La frustrazione per la solita politica, per partiti politici che in realtà non differiscono in filosofia, con un’economia che favorisce l’1% della popolaizone a spese del resto della società è un fenomeno in crescita in tutta Europa e negli Stati Uniti. I fenomeni Bernie Sanders e Donald Trump sono solo un esempio della frustrazione di una società alla ricerca di una via d’uscita. Quello che sta accadendo nel Regno Unito, in Europa e negli Stati Uniti, è niente di meno che un guasto dell’intero sistema. L’UE è stata pensata per essere una unione doganale attraqverdso la quale, dopo la seconda guerra mondiale, l’Europa occidentale avrebbe potuto ricostruire se stessa attraverso il libero scambio e una riduzione della burocrazia. L’Ue è, invece, diventata un governo bullo non eletto a Bruxelles,  scollegato dai voti dei semplici cittadini.
 
Qualunque cosa accada nel prossimo futuro – e non è certamente assicurato che il voto di “Brexit  porterà ad un’uscita del Regno Unito dall’Unione europea – una linea è stata attraversata e i sostenitori di maggiore libertà personale dovrebbero festeggiare. Le leggi decise da Londra sono preferibili per i britannici lalle regole imposte da Bruxelles. Proprio come i texani dovrebbe preferire le regole di Austin e non di Washington.
 
Questa non sarebbe una scelta perfetta, solo si avrebbe una probabilità in più di godere di una maggiore libertà.
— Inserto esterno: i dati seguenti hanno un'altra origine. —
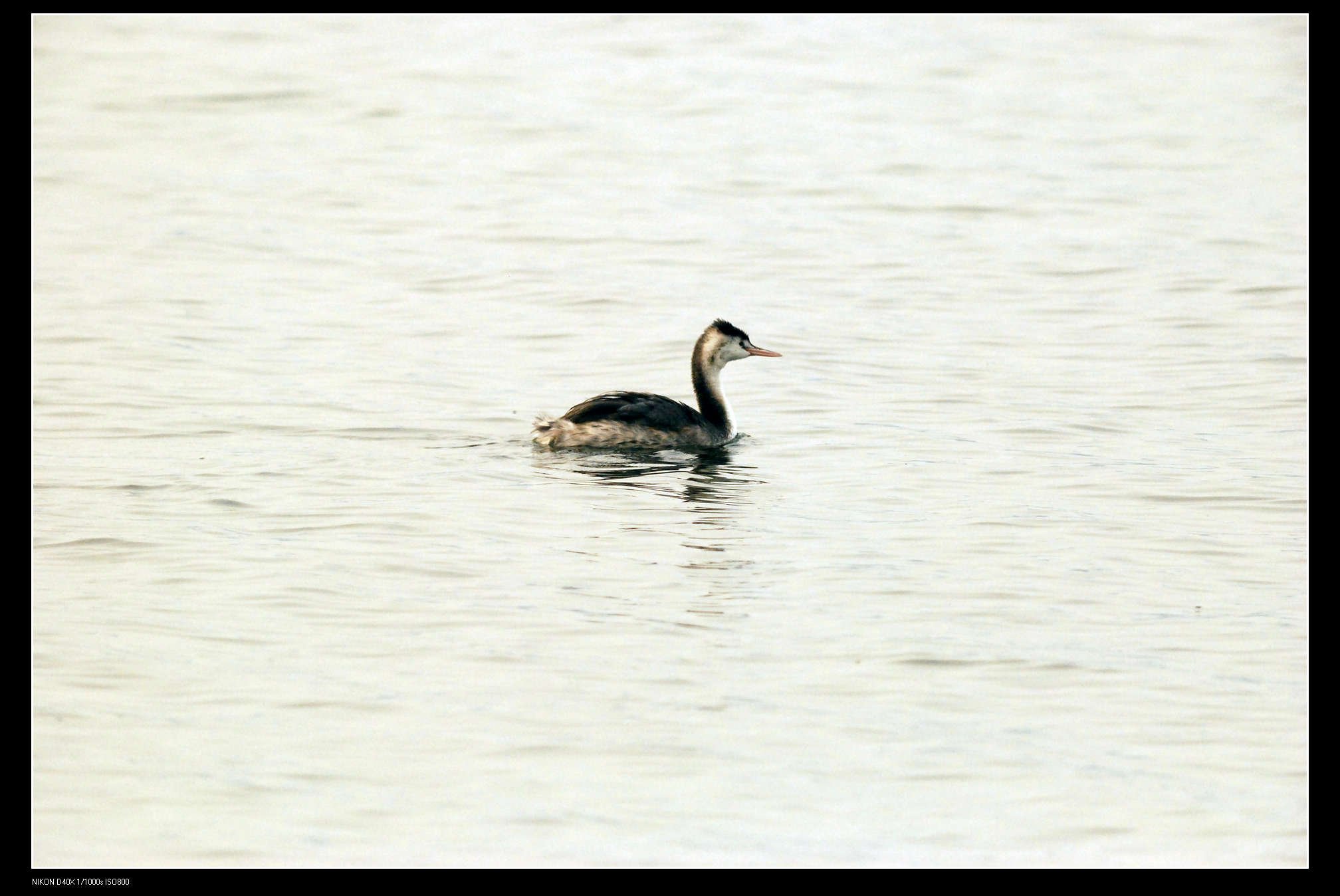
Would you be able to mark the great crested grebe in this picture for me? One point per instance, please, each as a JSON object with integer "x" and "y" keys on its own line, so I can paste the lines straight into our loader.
{"x": 641, "y": 419}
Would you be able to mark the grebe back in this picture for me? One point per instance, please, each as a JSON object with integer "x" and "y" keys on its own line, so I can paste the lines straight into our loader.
{"x": 642, "y": 419}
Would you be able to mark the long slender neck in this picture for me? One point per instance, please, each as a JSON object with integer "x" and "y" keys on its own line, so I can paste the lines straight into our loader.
{"x": 707, "y": 386}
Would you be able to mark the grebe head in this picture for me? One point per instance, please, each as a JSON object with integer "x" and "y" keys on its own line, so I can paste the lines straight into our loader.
{"x": 723, "y": 343}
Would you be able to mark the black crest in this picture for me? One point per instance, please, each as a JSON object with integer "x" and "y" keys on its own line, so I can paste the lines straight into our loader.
{"x": 729, "y": 330}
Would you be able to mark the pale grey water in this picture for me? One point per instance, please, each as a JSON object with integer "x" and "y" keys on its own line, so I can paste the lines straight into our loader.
{"x": 1010, "y": 568}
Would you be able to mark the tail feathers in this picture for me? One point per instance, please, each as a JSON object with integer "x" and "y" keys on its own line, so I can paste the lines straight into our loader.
{"x": 548, "y": 431}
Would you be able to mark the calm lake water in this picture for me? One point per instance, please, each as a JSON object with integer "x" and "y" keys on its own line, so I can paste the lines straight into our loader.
{"x": 1010, "y": 566}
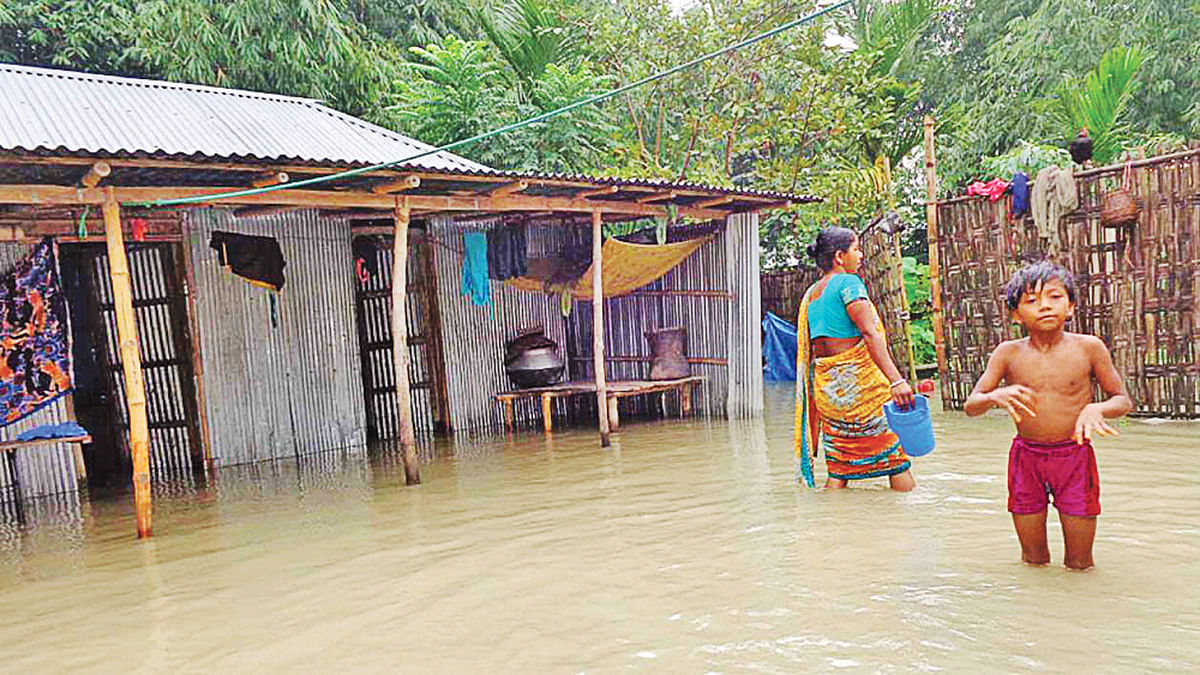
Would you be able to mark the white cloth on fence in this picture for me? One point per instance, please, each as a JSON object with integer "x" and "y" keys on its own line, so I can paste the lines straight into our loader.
{"x": 1054, "y": 196}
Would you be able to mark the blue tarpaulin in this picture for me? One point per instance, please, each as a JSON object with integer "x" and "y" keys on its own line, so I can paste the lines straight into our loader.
{"x": 778, "y": 350}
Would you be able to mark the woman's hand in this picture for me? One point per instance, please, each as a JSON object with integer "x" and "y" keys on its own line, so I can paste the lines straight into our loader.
{"x": 903, "y": 395}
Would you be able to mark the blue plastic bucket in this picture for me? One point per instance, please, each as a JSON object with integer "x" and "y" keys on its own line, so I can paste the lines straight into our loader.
{"x": 915, "y": 426}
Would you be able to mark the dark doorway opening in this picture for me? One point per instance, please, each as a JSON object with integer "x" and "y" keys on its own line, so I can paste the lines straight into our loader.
{"x": 160, "y": 304}
{"x": 426, "y": 374}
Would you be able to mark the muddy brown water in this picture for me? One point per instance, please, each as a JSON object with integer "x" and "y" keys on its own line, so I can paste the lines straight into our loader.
{"x": 684, "y": 548}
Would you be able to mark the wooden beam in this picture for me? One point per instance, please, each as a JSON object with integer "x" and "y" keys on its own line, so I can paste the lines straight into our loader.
{"x": 55, "y": 195}
{"x": 597, "y": 192}
{"x": 935, "y": 280}
{"x": 715, "y": 202}
{"x": 598, "y": 362}
{"x": 509, "y": 189}
{"x": 658, "y": 197}
{"x": 259, "y": 211}
{"x": 99, "y": 171}
{"x": 400, "y": 341}
{"x": 131, "y": 362}
{"x": 270, "y": 178}
{"x": 407, "y": 183}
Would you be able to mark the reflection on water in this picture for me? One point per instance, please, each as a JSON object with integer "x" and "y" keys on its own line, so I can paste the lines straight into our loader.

La Brexit è la prima vittoria per un movimento che chiede una maggiore libertà? Possiamo uscire da un sistema che crea denaro dal nulla a vantaggio della classe dirigente, mentre impoverisce la classe media? Possiamo uscire da una banca centrale che finanzia le guerre che ci rendono meno sicuri? Possiamo uscire dagli ordini esecutivi? Possiamo uscire dallo stato di sorveglianza? Il Patriot Act? Possiamo uscire dal programma di droni statunitense che uccide innocenti all’estero e ci rende sempre più odiati? Uscire dalla NATO sarebbe un buon primo passo. Questa reliquia della guerra fredda sopravvive solo per fomentare il conflitto e poi si vende come l’unica opzione per affrontare il conflitto che ha scatenato Non sarebbe meglio non andare in cerca di uno scontro? Abbiamo davvero bisogno di altre esercitazioni militare della NATO al confine con la Russia?
 
Non è stata una sorpresa vedere il Segretario generale della NATO Jens Stoltenberg usare la carta della paura alla vigilia del voto sulla Brexit, avvertendo i cittadini britannici che se avessero votato per lasciare l’Ue avrebbero potuto affrontare un aumento del terrorismo. Allo stesso modo, gli Stati Uniti avrebbero fatto bene a non vantarsi degli accordi di “libero commercio” accordi che prevedono vantaggio per le élite, mentre danneggiare il resto di noi. L’atto di uscita è liberatorio. Dovremmo fare una lista delle cose da cui vorremmo uscire.